Nel Febbraio 2010 la Mongolia partecipò al IV Congresso Mondiale contro la Pena di Morte a Ginevra, nel maggio successivo, nel corso del quinto Congresso dei Ministri della Giustizia, che la Comunità di Sant’Egidio organizza a Roma ogni anno, la partecipazione di una rappresentanza del governo mongolo costituì l’’inizio di una stretta collaborazione fra Sant’Egidio e l’entourage presidenziale e di un sostegno concreto al progetto di Tsakhia Elbegdorj.
La visita di una delegazione della Comunità ad Ulaan Baatar nel settembre 2010 è stata determinante nella messa a punto di un minuzioso progetto a medio termine, fatto di iniziative politiche e culturali –accrescimento del consenso parlamentare, assemblee nelle scuole e nelle università, campagne mediatiche sulla carta stampata e televisive, raccolte di firme sul territorio, adesione della capitale alla giornata internazionale “Città per la Vita” il 30 novembre successivo- con il coinvolgimento dell’Unione Europea.
Tale mobilitazione a tutto campo ha permesso nel tempo di superare l’ostacolo più duro al progetto abolizionista del Presidente Elbegdorj: l’opposizione dei deputati del Partito Rivoluzionario del Popolo Mongolo, maggioritario in Parlamento, determinati a mantenere la pena capitale nell’ordinamento dello stato.
Il 21 novembre 2010 il primo straordinario risultato: il voto della Mongolia a favore della Risoluzione per la Moratoria Universale in seno all’Assemblea Generale dell’ONU.

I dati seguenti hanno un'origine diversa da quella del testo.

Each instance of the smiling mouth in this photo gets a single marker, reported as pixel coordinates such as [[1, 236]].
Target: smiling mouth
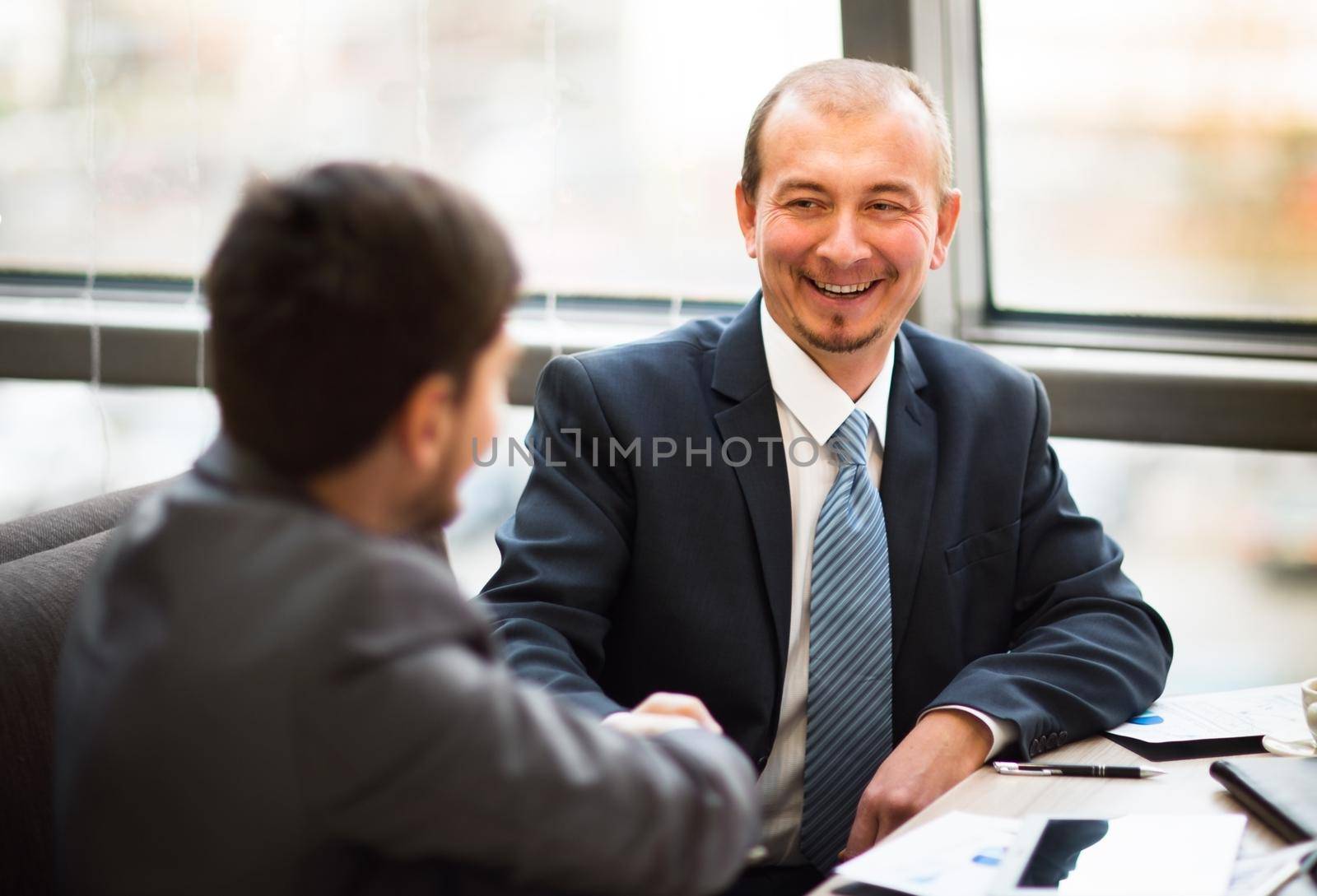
[[843, 290]]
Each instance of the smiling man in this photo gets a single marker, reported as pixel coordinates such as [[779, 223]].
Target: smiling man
[[862, 553]]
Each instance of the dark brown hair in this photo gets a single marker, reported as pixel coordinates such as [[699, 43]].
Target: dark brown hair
[[335, 292], [847, 87]]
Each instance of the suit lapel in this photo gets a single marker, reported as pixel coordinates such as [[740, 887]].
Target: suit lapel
[[750, 412], [909, 476]]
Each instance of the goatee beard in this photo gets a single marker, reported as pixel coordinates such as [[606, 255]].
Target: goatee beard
[[838, 342]]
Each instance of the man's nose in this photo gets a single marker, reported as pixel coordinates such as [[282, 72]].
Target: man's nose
[[845, 245]]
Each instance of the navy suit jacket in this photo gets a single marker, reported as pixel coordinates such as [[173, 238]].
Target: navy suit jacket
[[626, 575]]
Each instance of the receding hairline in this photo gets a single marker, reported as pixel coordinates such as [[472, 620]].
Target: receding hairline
[[845, 88]]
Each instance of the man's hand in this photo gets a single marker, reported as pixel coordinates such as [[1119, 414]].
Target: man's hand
[[664, 712], [942, 750]]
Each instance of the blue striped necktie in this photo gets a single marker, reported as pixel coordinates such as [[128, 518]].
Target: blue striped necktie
[[849, 704]]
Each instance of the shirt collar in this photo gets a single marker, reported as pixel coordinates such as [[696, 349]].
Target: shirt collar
[[807, 392]]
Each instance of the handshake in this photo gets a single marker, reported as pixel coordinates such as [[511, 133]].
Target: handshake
[[664, 712]]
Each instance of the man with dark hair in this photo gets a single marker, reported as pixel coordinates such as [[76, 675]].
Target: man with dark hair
[[862, 553], [270, 685]]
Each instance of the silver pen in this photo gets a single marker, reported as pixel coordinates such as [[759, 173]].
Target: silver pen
[[1042, 770]]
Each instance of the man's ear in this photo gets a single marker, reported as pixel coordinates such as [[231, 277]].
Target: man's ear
[[746, 216], [947, 217], [426, 421]]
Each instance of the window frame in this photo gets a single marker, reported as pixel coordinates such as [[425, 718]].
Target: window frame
[[1113, 378]]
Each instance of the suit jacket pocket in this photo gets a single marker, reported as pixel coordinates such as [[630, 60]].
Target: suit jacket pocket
[[981, 546]]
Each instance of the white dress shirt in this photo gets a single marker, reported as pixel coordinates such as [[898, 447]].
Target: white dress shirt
[[810, 406]]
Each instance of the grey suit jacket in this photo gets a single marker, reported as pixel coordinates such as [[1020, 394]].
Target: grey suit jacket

Il 18 ottobre 2011 nel corso di un incontro ufficiale a Roma con una delegazione di Sant’Egidio, il Presidente Elbegdorj ha annunciato che il consenso parlamentare sull’adozione del Secondo Protocollo Opzionale –passo obbligato verso l’abolizione di diritto- era quasi stato raggiunto.
Successivamente, in un messaggio inviato al sesto Congresso dei Ministri della Giustizia, il 29 novembre 2011, il Presidente della Mongolia ribadiva la sua ferma risolutezza nel liberare il suo paese dalla pena di morte, per “unirsi alla comunità internazionale che condivide le stesse convinzioni nel rispetto della dignità dell’uomo”.
La deliberazione del 5 gennaio 2012 spiana la strada per l’abolizione definitiva della pena capitale in Mongolia, e colloca il paese all’avanguardia di un nuovo umanesimo asiatico.